In summary, most of our data, backups, machine configurations and offsite backups were either partially or completely deleted.
This took place over a 12 hour period which I have condensed into this very brief explanation, which I will elaborate on more once we have managed our customers needs.
Data Status
All svn repositories that had the following url structure have been deleted from our live EBS's and all backups and snapshots have been deleted: https://[ACCOUNT].codesapces.com/svn/[REPONAME]
All Svn repositoies using the following url format are still available for export but all backups and snapshots have been deleted: https://svn.codespaces.com/[ACCOUNT]/[REPONAME]
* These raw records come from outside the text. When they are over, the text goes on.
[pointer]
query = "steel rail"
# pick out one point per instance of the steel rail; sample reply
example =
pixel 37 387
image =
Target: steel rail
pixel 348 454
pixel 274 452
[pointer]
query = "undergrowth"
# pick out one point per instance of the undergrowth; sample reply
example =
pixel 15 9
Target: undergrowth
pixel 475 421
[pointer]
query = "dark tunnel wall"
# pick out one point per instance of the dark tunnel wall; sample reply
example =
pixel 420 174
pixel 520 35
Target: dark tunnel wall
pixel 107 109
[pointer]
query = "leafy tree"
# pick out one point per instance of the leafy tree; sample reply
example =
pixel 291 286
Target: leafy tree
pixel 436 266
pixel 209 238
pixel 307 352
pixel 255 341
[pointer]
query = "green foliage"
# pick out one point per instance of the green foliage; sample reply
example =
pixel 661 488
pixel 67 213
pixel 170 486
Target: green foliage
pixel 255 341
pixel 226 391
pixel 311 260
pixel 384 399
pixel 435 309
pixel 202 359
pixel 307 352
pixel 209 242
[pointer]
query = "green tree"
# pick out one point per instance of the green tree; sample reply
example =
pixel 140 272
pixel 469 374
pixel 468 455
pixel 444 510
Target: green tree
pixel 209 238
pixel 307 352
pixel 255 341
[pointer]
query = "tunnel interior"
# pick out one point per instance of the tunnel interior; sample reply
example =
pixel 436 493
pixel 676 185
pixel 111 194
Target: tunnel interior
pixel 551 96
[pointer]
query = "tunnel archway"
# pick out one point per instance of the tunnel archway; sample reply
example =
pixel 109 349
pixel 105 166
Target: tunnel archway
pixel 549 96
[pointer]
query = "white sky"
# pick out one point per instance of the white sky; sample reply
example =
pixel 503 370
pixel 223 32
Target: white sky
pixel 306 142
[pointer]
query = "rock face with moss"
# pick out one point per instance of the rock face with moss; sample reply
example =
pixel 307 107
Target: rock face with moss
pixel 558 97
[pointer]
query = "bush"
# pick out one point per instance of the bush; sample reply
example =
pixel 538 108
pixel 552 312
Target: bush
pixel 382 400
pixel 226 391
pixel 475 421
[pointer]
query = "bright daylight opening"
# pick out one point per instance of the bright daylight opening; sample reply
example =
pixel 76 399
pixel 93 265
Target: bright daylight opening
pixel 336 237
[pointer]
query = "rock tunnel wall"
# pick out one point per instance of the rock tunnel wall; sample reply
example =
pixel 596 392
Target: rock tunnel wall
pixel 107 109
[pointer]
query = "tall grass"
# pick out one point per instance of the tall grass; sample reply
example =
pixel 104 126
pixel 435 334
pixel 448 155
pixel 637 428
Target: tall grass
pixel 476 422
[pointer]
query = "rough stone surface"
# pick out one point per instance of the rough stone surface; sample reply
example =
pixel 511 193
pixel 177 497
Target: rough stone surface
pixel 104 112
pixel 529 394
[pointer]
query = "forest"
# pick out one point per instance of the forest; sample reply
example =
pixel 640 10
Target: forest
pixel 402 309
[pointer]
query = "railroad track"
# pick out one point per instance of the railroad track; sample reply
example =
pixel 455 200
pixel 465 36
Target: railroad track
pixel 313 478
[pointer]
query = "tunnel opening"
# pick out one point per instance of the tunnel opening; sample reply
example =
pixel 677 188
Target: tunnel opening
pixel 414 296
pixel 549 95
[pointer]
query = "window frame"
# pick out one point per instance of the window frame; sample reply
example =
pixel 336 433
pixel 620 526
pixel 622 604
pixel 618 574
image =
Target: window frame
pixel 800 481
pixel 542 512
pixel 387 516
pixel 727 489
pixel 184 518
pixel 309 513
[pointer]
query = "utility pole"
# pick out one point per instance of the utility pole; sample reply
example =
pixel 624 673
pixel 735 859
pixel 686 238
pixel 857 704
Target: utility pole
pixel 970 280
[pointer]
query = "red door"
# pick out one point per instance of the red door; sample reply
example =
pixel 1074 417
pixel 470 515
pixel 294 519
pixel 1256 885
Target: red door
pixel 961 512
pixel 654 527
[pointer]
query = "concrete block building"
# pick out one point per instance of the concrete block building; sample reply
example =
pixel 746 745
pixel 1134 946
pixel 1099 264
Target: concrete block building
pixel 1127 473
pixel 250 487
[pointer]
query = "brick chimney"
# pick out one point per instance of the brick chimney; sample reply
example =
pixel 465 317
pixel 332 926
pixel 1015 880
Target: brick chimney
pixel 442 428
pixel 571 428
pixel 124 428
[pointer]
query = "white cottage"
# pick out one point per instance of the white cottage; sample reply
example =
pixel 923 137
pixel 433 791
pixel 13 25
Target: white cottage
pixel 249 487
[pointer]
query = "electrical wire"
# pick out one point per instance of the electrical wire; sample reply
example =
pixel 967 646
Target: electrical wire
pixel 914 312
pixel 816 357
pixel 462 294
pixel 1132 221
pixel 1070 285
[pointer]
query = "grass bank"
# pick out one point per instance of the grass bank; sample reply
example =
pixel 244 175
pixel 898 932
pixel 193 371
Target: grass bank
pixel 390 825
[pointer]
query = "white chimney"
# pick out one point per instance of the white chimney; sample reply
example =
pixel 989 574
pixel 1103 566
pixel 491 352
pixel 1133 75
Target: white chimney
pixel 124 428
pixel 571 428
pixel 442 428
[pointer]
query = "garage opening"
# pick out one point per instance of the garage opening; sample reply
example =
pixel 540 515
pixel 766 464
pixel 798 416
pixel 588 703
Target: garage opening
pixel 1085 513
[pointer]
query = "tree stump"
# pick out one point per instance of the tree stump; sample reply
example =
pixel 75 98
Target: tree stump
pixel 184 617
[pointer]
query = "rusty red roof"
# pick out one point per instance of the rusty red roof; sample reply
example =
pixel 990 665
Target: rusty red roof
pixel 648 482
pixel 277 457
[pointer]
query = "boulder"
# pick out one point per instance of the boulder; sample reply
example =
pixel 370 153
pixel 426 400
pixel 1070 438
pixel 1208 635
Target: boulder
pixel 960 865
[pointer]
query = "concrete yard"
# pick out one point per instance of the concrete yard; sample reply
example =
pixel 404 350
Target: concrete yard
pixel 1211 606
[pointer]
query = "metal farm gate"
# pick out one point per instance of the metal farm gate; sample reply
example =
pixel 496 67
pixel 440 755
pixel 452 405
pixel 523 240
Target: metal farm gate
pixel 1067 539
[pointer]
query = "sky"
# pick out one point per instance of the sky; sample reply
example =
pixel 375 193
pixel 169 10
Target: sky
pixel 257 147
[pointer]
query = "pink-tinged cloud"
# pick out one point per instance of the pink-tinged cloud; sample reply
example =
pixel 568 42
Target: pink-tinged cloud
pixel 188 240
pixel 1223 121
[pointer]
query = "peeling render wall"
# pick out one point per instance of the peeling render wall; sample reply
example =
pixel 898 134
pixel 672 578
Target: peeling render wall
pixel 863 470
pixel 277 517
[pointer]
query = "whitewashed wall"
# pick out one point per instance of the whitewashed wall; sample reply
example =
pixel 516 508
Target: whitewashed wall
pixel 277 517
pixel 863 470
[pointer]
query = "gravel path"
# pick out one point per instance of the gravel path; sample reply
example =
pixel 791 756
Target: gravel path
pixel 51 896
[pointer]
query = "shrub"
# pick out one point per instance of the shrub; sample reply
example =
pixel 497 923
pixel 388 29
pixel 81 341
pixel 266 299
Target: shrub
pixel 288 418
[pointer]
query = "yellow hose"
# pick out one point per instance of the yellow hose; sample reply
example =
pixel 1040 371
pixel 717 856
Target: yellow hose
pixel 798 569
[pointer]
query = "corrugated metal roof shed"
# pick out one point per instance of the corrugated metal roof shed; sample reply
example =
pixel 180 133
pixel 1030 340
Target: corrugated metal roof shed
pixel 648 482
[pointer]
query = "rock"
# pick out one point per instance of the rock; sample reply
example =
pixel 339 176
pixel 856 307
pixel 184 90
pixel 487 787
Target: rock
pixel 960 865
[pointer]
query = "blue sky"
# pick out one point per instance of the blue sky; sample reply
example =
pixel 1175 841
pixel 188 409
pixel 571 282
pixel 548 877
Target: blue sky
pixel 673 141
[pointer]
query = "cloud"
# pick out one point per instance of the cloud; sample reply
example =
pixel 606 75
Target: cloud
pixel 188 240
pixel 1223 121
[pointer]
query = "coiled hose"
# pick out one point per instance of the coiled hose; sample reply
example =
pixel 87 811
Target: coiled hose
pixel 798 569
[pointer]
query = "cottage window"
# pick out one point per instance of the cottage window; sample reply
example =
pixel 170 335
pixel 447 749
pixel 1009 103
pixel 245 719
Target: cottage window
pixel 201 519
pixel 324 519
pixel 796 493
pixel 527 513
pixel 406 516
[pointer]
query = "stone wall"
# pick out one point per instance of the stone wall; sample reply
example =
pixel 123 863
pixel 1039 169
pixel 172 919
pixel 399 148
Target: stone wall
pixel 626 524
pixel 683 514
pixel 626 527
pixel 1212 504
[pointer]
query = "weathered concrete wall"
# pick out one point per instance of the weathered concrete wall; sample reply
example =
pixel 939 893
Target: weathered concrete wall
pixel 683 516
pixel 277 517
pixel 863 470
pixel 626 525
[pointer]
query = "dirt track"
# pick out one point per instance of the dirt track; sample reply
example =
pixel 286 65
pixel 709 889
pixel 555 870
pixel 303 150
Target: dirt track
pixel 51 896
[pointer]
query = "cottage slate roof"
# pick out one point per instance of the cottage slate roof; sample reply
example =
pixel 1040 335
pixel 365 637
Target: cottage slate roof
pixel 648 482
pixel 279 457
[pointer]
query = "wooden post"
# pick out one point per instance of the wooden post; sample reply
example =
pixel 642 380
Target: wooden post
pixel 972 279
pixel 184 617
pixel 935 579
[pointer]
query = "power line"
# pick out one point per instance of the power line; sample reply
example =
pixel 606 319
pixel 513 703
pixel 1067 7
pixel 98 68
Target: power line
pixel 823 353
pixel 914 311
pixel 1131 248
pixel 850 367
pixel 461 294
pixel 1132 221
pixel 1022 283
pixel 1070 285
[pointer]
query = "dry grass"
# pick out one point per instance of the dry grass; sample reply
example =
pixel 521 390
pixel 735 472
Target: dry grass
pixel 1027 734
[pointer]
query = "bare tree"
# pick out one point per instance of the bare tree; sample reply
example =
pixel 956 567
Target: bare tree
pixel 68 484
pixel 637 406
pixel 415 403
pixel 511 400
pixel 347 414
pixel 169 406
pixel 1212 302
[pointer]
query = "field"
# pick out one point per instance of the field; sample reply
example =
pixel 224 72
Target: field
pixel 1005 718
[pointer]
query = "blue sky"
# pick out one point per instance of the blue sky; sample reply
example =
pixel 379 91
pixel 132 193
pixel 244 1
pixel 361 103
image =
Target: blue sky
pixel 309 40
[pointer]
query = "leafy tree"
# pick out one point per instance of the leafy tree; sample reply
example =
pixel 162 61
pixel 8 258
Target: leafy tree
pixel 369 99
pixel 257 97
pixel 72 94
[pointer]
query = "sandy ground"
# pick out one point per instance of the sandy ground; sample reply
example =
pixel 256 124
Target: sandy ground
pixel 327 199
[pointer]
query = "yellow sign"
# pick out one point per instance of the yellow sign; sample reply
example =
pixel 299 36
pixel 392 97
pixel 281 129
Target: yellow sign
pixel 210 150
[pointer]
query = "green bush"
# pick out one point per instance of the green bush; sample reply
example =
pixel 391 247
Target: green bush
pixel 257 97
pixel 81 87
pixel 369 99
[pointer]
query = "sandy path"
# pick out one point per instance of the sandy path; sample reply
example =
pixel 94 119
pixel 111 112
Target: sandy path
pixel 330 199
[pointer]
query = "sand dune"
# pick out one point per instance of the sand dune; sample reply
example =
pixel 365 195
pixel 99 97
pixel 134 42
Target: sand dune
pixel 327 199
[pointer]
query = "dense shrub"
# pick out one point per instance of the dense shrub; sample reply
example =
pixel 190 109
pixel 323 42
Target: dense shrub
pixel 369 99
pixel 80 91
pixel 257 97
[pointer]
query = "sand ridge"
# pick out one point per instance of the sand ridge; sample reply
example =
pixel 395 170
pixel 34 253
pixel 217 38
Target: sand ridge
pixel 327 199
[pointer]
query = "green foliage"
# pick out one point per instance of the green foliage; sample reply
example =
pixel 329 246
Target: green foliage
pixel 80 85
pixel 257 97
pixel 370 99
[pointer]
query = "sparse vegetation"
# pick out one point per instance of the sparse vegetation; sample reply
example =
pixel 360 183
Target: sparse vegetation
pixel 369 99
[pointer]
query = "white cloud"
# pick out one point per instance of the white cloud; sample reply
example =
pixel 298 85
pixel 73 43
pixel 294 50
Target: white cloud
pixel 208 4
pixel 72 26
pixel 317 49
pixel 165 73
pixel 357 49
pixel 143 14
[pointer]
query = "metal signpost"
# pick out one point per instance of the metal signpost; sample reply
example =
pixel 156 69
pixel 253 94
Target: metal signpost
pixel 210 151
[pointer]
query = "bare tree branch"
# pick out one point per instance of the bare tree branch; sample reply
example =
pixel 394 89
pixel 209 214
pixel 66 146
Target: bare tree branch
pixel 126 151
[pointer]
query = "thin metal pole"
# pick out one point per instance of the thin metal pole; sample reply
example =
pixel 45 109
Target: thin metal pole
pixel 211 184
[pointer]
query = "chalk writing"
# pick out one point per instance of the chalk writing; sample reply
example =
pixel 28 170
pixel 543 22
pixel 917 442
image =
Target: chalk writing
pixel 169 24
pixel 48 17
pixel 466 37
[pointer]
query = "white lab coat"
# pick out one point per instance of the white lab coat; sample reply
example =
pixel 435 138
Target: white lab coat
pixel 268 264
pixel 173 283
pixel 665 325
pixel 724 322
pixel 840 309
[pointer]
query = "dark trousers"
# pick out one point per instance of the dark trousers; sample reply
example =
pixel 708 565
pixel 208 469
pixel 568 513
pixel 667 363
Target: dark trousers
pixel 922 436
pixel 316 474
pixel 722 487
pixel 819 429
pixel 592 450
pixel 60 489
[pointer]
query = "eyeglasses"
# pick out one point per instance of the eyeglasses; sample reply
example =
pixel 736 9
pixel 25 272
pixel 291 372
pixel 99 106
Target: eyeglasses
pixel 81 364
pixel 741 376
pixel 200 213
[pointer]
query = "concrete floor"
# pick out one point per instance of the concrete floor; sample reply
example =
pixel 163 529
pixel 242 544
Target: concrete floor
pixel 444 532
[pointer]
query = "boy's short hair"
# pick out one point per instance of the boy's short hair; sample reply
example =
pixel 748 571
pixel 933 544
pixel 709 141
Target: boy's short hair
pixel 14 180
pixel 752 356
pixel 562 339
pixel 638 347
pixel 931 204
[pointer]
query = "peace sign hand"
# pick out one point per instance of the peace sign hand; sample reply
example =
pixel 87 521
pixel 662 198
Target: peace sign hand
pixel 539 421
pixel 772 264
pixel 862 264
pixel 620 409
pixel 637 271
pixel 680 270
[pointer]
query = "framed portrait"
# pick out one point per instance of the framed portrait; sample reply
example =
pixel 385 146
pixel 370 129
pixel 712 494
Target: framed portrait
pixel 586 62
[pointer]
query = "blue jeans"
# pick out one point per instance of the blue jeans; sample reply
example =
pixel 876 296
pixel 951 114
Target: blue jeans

All Git repositories are available for export but all backups and snapshots have been deleted
All Code Spaces machines have been deleted except some old svn nodes and one git node.
All EBS volumes containing database files have been deleted as have all snapshots and backups.
Code Spaces Status
Code Spaces will not be able to operate beyond this point, the cost of resolving this issue to date and the expected cost of refunding customers who have been left without the service they paid for will put Code Spaces in a irreversible position both financially and in terms of on going credibility.
As such at this point in time we have no alternative but to cease trading and concentrate on supporting our affected customers in exporting any remaining data they have left with us.
All that we can say at this point is how sorry we are to both our customers and to the people who make a living at Code Spaces for the chain of events that lead us here.
In order to get any remaining data exported please email us at support[at]codespaces.com with your account url and we will endeavour to process the request as soon as possible.
On behalf of everyone at Code Spaces, please accept our sincere apologies for the inconvenience this has caused to you, and ask for your understanding during this time! We hope that one day we will be able to and reinstate the service and credibility that Code Spaces once had!"